I Only Smell The Rose - Do I Exist?
Saturday, May 24, 2014
Rosa 'Charles de Mills' July 14, 2012 |
We are often faced with the logical
conundrum, one that Socrates might have used to stump his “friends” the
Sophists on the question if a tree falls in a forest and nobody hears it fall,
the event has not happened, or has it?
My version of this one is a photographic
one. When American photographer Gary Winogrand died thousands of unprocessed
rolls of film were found. They were processed and those images saw the light of
day. Had this not happened would those photographs have existed at all? Some of
us with some knowledge of photography would have asserted that indeed they were
latent images in the unprocessed negatives.
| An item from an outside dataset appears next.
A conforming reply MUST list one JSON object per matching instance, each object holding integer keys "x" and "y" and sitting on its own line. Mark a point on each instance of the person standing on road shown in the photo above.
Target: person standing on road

I was thinking about this today, Saturday
May 24, 2014 as I walked in our garden about 8pm. At this hour contrast is low
and all the shades of green and the muted colours of the few flowers that are
in bloom are spectacular in a most subtle way. And this even applies to the
lurid, bright red or crimson rhododendrons that came with our house when we
moved into it in 1986.
I noticed that in our lane garden Rosa ‘Splendens’ was in bloom. This is a tiny
multi-petalled rose that is the only original rose that smells completely differently
to any other rose. In the mid 1800s Rosa ‘Belle Isis’ appeared and it had this
same complex fragrance that the English call myrrh. Rosa ‘Belle Isis’ became
one of the parents of David Austin’s first English Rose in 1968, Rosa ‘Constance
Spry'.
I have many roses with this smell that is
just about my favourite of all if I forget just for a second the existence of
Magnolia grandiflora.
The fact is that my memory is very good for
fragrances and as I approached my nose to Rosa ‘Splendens’ I was rewarded with
a confirmation that my memory is of yet not failing me.
Not, too far, but inside the garden there
was one bloom (not quite open) of the English Rose Rosa ‘Fair Bianca’. It too
has that myrrh scent but it is a bit more complex than Splendens. I would add a
bit of lemon and magnolia soap (for anybody who might have ever had a cake of
it).
The smell of those two roses and of the
rest already in bloom now, of Reine des Violettes, Redouté, Hansa, Wild Edric and a mystery rose from
Brentwood Bay Nursery for which I lost the label, made me ache in pleasure. It
felt almost like the pain one gets when one eats baklava to suddenly find out
there is a tooth cavity.
The pain came from the
realization that I am the only one who ever smells my roses. The scent is
exquisite and yet most of the people I know show no interest.
I recently went to a
wonderful concert. The Largo of a Handel sonata was so exquisite
that I felt that pain of not being able to figure out why the place was not completely
full of people. I simply wanted to share my pleasure.
So my question is, “If
I am the only one who smells my roses, do I exist?”
I am illustrating this blog with one of my favourite roses which is not yet in bloom. But the scan of the Charles de Mills (a Gallica Rose) past its prime is so beautiful that I want to eat some baklava. Fortunately I have no cavities.